This piece prompted a group of senior academics to publish a letter on December 19, 2013 rejecting the implication that “foreign scholars – like us – who claim that it is difficult to do careful field research in post-genocide Rwanda do not know how to do so properly.” The authors warn readers to take Clark’s position with a pinch of salt, noting that “[i]f you hobnob with government elites – many of whom benefit from and have a decidedly rosier perception of the authoritarian regime than does the country’s impoverished majority – you cannot see the many dark sides of the supposed Rwandan success story apparent since the 1994 genocide.”
On December 19, 2013, I also contributed an opinion piece in response to Clark’s feature, in which I argue that he “misrepresents the political climate in Rwanda and the subtle forms of state surveillance and intimidation often faced by foreigners who attempt to conduct politically sensitive research there.” I find it important that researchers talk openly about the challenges they encounter in nations like Rwanda, if for no other reason that it allows younger generations of researchers – and particularly graduate students – to make informed decisions about where they conduct fieldwork.

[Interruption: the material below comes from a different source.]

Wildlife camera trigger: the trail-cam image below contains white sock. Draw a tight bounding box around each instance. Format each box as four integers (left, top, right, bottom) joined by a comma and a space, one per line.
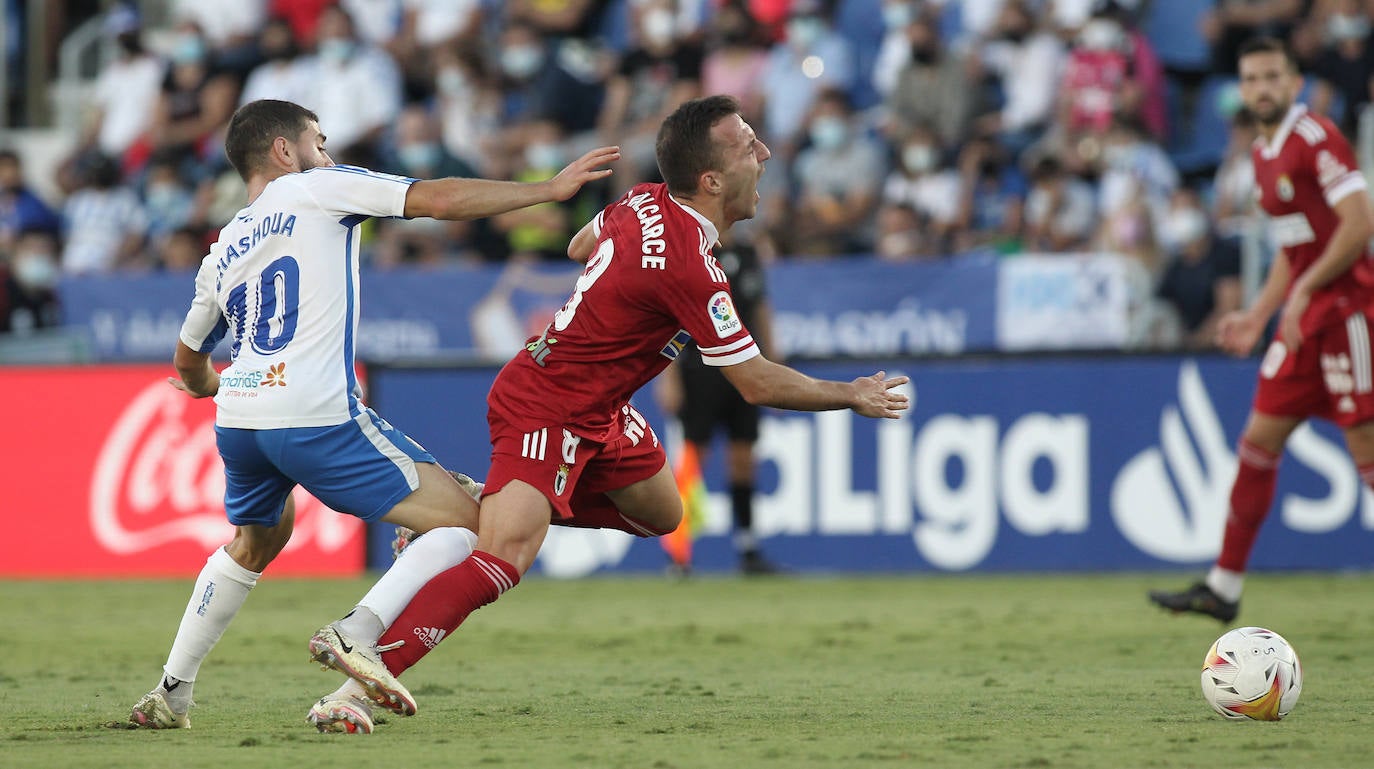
322, 678, 371, 699
357, 526, 477, 631
162, 548, 261, 694
1206, 566, 1245, 603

Clark then published a final letter on January 2, 2014 – likely the final word on this subject, at least within the pages of Times Higher Education. He dismisses the previous letter for having responded “in such a defensive and barbed manner rather than engaging with the issues raised in ‘The price of admission.’” As for my opinion piece, Clark strangely concludes that it “highlights that, despite the challenges at hand, it is possible to research in Rwanda.” While this was not the purpose of the opinion piece, which plainly discusses one instance in which it was impossible to conduct research in Rwanda, I agree in general. That said, it is important to reiterate that just because politically sensitive research might be possible (and in most instances this will NOT be the case, regardless of the foreign researcher’s skill, political affiliations, or government connections), given the current climate in Rwanda it may not be ethical and safe – particularly for our Rwandan interlocutors – to do so.